When this duty of regarding God in all things is well settled and understood (a duty which by-the~by is of all duties the strongest and clearest) then it becomes easy to prove a number of further points which are apt otherwise to be neglected; as for instance the obligation to worship God in public and in secret. If we feel that regard to God which has been spoken of we shall be naturally, as it were, disposed to pray to him. If we feel the obligations that have been mentioned, we shall be ready to kneel down and thank him, and if we are sensible that it is He who not only supplies our wants but also forgives us our sins, and likewise that it is by Him alone, as the Scripture tells us, that we are enabled to think a good thought, and to fulfill any one duty aright, it follows then that we shall be continually enlarging our petitions to Him, and that we shall call upon Him daily for all these important and indispensable blessings. Have you then been thus leading a life of dependence on God, and truly devout prayer to Him, both in the public congregation, in your family, and in secret during the last year?

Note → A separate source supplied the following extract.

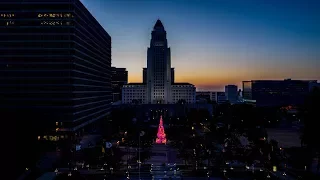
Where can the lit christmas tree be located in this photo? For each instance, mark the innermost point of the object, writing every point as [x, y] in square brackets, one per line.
[161, 135]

When this duty to GOD is well understood, then the sin of neglecting the Sabbath begins to seem very plain also. This is that day which has been mercifully set apart for religious uses, it therefore is the day for more particular and earnest prayer in private and in public, and also for more regular self-examination than can always take place on other days; and it may be remarked, that as on every Sunday we ought to call ourselves to account for our behavior during the week, so at the year’s end it may be proper to take ourselves to task for all our conduct on the Sabbaths; for if they have been neglected it is more than probable that our whole duty has been neglected by us.

We will next speak of reading the Scriptures. The disuse of this practice arises from the same cause which we have before referred to, namely, the want of a due regard to God. Many of those who are most negligent in this point, nevertheless acknowledge the Bible to be the word of God, it is plain therefore that the negligence of these persons must arise from their feeling no desire to know what is the will of their Heavenly Father; for if they felt a desire to know his will, they certainly would take all means of knowing it. If a servant had got a letter directed to him which he believed to be from his master, and was zealous to do his master’s will, do you think he would not be eager to open and read the letter? And if we are earnest in like manner to know and do the will of God, shall we not be eager to open and read the scriptures? I believe it is the excuse of some that the scriptures are difficult to be understood, and that their meaning in many places is doubtful; to which I answer, that so is the meaning of all books more or less to some kind of persons. The objection proves only at the most, that you should read for the present those parts of them which are more easy, and which have the most manifest tendency to do you good. In fact however it is the want of a deep concern about the salvation of our souls, (which is the chief subject the Bible treats of) that causes it to appear so difficult, as well as insipid and unimproving as it does to some people.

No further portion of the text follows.